Il legame viscerale con Roma
Fassari era uno di quegli attori che non avevano bisogno di essere al centro della scena per essere ricordati. Spesso scelto per ruoli secondari, riusciva sempre a lasciare un segno. È successo in “Il muro di gomma” di Marco Risi, in “Pasolini, un delitto italiano” di Marco Tullio Giordana, in “Romanzo Criminale” di Michele Placido e in “Suburra” di Stefano Sollima. Non si trattava di apparizioni marginali, ma di presenze piene: ogni sua scena era un piccolo ritratto, costruito con precisione e senso del dettaglio. Fassari non cercava l’effetto, ma la verità del personaggio.
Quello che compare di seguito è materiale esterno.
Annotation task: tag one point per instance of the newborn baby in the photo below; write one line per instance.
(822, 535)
Nel 2000 si era messo anche dietro la macchina da presa, firmando “Il segreto del giaguaro”, una commedia surreale con Piotta come protagonista. Era un esperimento, forse sottovalutato, in cui si leggeva la sua voglia di mischiare generi, atmosfere, linguaggi. Ma il suo eclettismo risaliva già agli anni ’80, quando aveva inciso un brano rap, “Romadinotte”, scritto di suo pugno su una base firmata da musicisti come Lele Marchitelli, Danilo Rea e Pasquale Minieri. Un pezzo raro e dimenticato, che mostrava quanto fosse avanti rispetto ai tempi.
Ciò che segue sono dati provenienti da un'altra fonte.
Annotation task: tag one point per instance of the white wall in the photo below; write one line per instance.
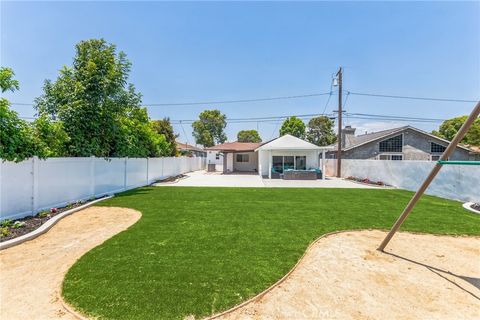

Roma, la sua città, non era solo un luogo fisico, ma un codice espressivo. La romanità che portava in scena non era folkloristica, ma autentica: fatta di rioni, stadi, bar, battute secche e silenzi lunghi. Era romanità pensante, vissuta, mai esibita.
“Che amarezza!”
Chi ha lavorato con lui, oggi, parla con fatica. Francesca Reggiani lo ha descritto come un collega generoso, con cui condividere set e risate, dalla tv alla commedia brillante. Verdiana Bixio, produttrice della serie “I Cesaroni – Il ritorno”, ha raccontato il dolore dell’attesa interrotta: lo aspettavano sul nuovo set, nonostante la malattia fosse nota.
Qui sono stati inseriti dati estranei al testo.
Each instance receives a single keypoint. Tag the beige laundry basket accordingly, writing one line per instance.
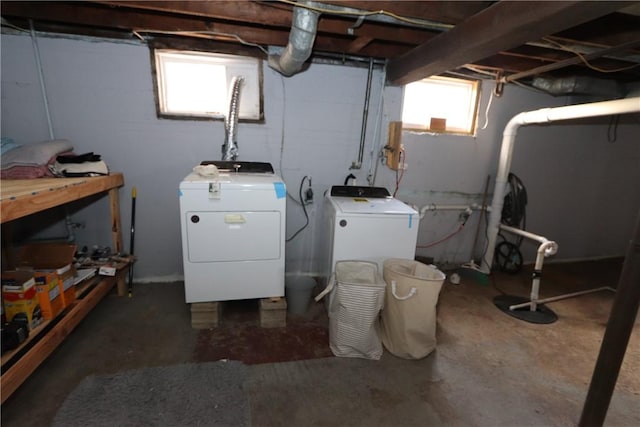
(408, 321)
(356, 296)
Anche Daniele Cesarano, dirigente di Mediaset Fiction, ha sottolineato quanto Fassari fosse entrato a far parte di una “famiglia” di lavoro. Un attore che lasciava relazioni vere, non solo curriculum. Il suo modo di esserci era discreto, ma denso. Anche nei momenti più difficili, non amava farsi notare.
E proprio questo equilibrio tra riservatezza e presenza piena spiega perché la sua scomparsa sia sentita così intensamente. Era uno di quegli artisti che si finisce per dare per scontati, finché non ci si accorge che mancano. Come direbbe il saggio Cesare, “Che amarezza!”.